Beginning the season of Lent each year – usually with at least a little trepidation – I tend to think about it entirely in terms of preparation.
And certainly this is true. I am not, after all, fully ready to receive the graces of Easter. I need to pray and sacrifice so that I can participate more authentically in the celebration of Christ’s resurrection. We all need time in the desert to remind ourselves of what’s important and to prepare our hearts for the Lord, and this part of the liturgical year embodies that need. As the Body of Christ, in fact, it’s a way for the Church herself to experience a time of penance and prayer leading up to the Triduum: the death, burial, and resurrection we come to share through Our Bridegroom and Lord.
But this year the readings on Ash Wednesday reminded me that our preparation is also more than a period of penitential waiting.

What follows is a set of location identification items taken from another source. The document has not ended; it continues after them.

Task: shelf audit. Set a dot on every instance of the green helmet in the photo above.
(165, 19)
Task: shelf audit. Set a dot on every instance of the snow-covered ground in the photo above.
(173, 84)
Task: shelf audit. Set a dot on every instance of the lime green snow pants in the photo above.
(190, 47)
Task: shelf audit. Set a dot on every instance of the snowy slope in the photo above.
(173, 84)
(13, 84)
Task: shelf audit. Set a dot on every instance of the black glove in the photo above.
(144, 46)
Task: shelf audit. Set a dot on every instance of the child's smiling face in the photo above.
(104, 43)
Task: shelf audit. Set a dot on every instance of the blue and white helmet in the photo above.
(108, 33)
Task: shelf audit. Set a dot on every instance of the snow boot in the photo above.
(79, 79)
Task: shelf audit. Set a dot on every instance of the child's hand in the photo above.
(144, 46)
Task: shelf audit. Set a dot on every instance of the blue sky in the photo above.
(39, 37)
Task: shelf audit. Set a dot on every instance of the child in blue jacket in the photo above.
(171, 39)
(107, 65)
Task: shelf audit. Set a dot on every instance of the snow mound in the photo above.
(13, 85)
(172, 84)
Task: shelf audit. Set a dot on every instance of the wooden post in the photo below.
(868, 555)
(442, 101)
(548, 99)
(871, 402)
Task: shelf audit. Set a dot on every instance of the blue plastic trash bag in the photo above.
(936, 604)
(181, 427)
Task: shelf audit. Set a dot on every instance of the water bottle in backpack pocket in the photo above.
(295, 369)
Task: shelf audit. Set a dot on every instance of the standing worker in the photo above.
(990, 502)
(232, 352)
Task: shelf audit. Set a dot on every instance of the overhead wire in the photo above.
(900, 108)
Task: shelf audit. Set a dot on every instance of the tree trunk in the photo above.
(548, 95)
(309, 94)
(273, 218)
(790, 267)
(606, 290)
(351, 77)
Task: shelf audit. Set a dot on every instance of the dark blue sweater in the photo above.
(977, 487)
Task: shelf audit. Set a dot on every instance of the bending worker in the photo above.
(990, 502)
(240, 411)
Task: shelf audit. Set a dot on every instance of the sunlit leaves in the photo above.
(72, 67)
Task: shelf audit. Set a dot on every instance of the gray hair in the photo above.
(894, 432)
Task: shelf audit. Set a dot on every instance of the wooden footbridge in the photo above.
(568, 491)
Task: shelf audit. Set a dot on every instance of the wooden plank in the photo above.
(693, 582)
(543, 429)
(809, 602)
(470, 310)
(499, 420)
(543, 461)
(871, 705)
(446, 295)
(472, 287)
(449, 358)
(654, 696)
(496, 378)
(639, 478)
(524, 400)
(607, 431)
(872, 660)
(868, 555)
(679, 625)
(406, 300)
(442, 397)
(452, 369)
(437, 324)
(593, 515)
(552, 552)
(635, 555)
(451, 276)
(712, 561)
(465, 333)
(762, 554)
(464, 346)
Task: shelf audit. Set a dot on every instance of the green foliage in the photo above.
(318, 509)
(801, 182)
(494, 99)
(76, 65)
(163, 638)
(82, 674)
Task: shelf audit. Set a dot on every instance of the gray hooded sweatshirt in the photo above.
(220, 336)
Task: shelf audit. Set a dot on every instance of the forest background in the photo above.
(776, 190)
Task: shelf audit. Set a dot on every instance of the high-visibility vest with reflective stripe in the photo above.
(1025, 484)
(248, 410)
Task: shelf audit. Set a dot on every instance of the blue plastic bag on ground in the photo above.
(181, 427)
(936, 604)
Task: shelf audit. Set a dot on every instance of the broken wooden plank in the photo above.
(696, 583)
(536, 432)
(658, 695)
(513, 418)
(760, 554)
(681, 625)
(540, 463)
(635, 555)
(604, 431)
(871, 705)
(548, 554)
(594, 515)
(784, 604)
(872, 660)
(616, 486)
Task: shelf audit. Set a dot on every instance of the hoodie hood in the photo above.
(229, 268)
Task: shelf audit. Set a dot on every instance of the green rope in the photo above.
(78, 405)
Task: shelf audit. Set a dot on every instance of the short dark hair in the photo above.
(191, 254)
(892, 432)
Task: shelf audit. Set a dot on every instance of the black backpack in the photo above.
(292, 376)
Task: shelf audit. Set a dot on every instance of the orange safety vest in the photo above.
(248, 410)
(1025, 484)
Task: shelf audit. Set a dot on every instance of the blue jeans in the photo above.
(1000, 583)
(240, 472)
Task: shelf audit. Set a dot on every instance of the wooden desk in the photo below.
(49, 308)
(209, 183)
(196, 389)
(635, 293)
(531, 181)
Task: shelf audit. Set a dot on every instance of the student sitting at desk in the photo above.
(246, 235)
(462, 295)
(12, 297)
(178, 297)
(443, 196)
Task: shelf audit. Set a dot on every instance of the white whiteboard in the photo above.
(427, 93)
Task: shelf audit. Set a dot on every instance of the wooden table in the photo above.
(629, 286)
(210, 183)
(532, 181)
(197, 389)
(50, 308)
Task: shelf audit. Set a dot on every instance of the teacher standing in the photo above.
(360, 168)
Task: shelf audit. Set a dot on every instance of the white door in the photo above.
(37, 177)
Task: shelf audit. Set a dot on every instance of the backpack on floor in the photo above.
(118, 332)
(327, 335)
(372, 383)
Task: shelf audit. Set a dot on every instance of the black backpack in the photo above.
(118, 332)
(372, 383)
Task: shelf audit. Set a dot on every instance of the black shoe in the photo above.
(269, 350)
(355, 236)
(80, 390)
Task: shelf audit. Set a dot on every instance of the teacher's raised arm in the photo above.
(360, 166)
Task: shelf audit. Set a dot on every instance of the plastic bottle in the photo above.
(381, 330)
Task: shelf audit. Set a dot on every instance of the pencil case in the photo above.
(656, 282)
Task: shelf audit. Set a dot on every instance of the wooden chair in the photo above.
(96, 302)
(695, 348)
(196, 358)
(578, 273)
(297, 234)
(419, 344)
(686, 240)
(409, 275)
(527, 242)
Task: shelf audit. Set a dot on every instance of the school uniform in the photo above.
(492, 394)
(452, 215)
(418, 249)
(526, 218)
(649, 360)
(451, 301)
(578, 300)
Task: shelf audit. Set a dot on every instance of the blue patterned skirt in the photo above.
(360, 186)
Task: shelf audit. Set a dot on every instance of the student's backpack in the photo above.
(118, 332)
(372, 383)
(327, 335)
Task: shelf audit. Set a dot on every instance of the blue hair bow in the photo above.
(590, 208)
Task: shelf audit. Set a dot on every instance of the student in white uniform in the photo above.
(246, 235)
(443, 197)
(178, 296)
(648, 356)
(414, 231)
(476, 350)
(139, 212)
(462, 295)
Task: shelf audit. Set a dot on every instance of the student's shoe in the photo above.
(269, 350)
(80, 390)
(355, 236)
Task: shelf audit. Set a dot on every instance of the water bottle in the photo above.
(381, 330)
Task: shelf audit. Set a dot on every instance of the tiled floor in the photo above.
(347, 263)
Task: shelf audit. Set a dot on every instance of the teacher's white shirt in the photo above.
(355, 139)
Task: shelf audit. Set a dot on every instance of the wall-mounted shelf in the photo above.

In his second letter to the Corinthians, St. Paul writes:
“We appeal to you not to receive the grace of God in vain. For he says: ‘In an acceptable time I heard you, and on the day of salvation I helped you.’ Behold, now is a very acceptable time; behold, now is the day of salvation.”
Behold. It is a word that asks us to stop what we’re doing and look. Right now. It is a word that expresses presence, rather than the anticipation we might expect. Now is the day of salvation.
Because we are creatures bound in time, living out our stories within its limitations and gifts, it’s hard to grasp the now-and-not-yet of God’s promise and presence. But Scripture reminds us – and our Sunday moments of yearlong Easter emphasize – that the time of salvation is always now. Even our penance and our Lenten preparation participate in the glory of Easter. Every effort to draw nearer to God by His grace – that is, every effort to allow Him nearer to our hearts – participates both in the suffering and in the resurrection.
May we find joy in our sacrifices, our small sufferings, by knowing that these – though real and necessary – are never cut off from the light and the peace for which we long. God’s love holds all things together and makes all things new. May we trust this, even when we cannot see it. And may we one day know this fully in the eternal Easter of heaven.
God bless you on your Lenten journey!